How can Google improve Android, how to know when your device will get the latest update – Android Q&A

by: Ankit BanerjeeMarch 5, 2014

Welcome back to another edition of the Android Q&A, where we strive to answer as many of your great questions as possible. In today’s show, we’ll be tackling a couple of questions that come up a lot. What can Google do to improve Android, and how to know when your smartphone will get the latest Android update. Let’s get started!

How can Google improve Android?

Make it worker better on older and entry level devices

Motorola DROID for Verizon

The smartphone industry has been growing at an exponential rate, especially in emerging markets around the world. The massive worldwide market share enjoyed by Android is a testament to the availability of the OS with smartphones covering the entire range of the price spectrum, starting from the ultra low-cost entry level devices, all the way up to the latest and greatest.

What is important to remember is that the majority of this market share can be attributed more to the mid-range and entry level devices, as opposed to high-end flagships. As smooth as Android is on the high-end Samsung, LG, or HTC device, the user experience is left wanting when it comes to a lot of entry level devices. No one is really expecting to play Asphalt 8 on a sub-$150 smartphone, but lag while just swiping between homescreens shouldn’t be an issue any longer.

This issue has somewhat been addressed with Android 4.4 Kitkat and Project Svelte, that will allow the latest OS iteration to work with devices featuring low-end specifications, and should in part, let manufacturers upgrade their older devices to the latest version as well. While expected to make a difference in the long run, OEMs won’t bother updating devices that are more than two years old, and disappointingly, most entry-level and some mid-range devices that are being released now still come with Jelly Bean.

Direct line to Google services

lg g pad google play edition

Say you need to set a reminder for an appointment for a meeting so you don’t forget, you first have to wake the device, unlock it, select the app you want to use, and input that data. More often that not, those are the steps, or barriers, that are required before you get to complete the task.

Of course, Google Now is a great attempt to fix that, using voice recognition to help easily complete important activities, and it works really well. But once again, this comes back to the point made above. The full functionality of Google Now is available only with flagship high-end smartphones, and while mid-range devices that run Android Jelly Bean are supposed to get Google Now, devices from local Indian and Chinese manufacturers, that are responsible in the big way for the entry-level smartphone surge, leave out Google Now altogether.

Privacy Management

One of the biggest stories to break last year with regards to privacy, or rather, the complete lack thereof. While this has resulted in a slew of “privacy” smartphones being released, this issue still needs to be looked at when it comes to the mainstream. Google does allow us to manage our privacy a little bit, giving you ways to manage your data, and how Google uses that data, but it is limited.
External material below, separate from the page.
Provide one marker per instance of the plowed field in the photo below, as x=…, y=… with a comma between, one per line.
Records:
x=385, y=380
While it’s understandable that Google uses our data for relevant ads, which is a huge part of their revenue stream, it’ll be a whole lot better if we had more control over what data the company can and cannot use, and will also make people a lot more comfortable with using Android.


Android Fragmentation July 2013

Fragmentation is a word that is thrown around freely if you’ve ever been a part of, or witnessed, an argument against Android. We’ll talk about fragmentation a little more in the answer to the next question, but it’s important to note that while Google has attempted to quell this issue, in some ways, the company’s own quick OS release cycle is a small contributing factor as well.
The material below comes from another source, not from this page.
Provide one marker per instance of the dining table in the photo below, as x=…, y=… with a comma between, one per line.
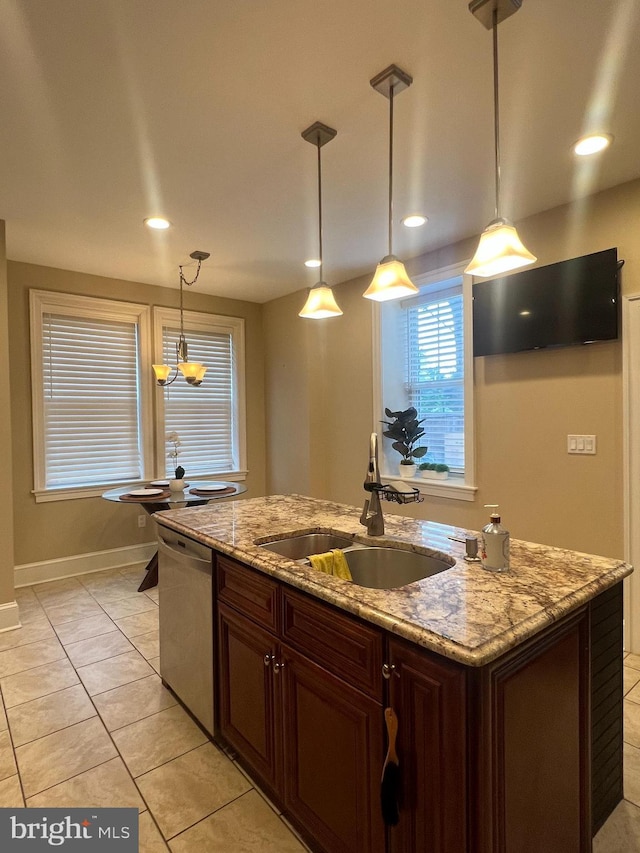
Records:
x=157, y=496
While the latest distribution numbers indicate that the majority of Android devices run Jelly bean, it isn’t the latest version of the OS, with only 2.5% of the devices featuring Android 4.4 Kitkat. And by the time that number goes up, we might quite possibly have the next iteration already available. But, at the very least, there is some indication that Google will play a more direct role in stopping OEMs from releasing devices with significantly older versions of Android.

Google Play Gift Cards


While the Google Play gift cards are easily available from some major retailers, it’s still not as readily accessible as say, a prepaid phone card, that you can pick at up any corner store, gas station, or kiosk. Apart from that, the other problem is the these Play Store cards aren’t available in regions with emerging markets, areas where not a lot of people use or have access to credit cards, and will prove to be most useful.
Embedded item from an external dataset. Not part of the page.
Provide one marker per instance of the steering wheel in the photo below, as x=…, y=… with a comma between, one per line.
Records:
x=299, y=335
There’s a lot of advantages to having Google Play gift cards easily accessible to the majority of the population. With more people being able to download apps, more developers will make money, and work that much harder to provide users with the best Android experience possible.

How to know when your phone will get the latest Android update?

“When will my phone get the latest version of Android?” is one of the most common questions we get. Before we dive into this question, let’s take a look at where Android distribution lies as of this month.


As you can see from the chart, a vast majority of Android devices are currently running Jelly Bean. What is surprising is that a sizeable population is still using Gingerbread, and a small percentage is still on Froyo. Regardless of which category you fall in, if you aren’t a part of the 2.5% that has Android 4.4 Kitkat, the question you obviously have is when you’ll be getting the update to the latest version of Android.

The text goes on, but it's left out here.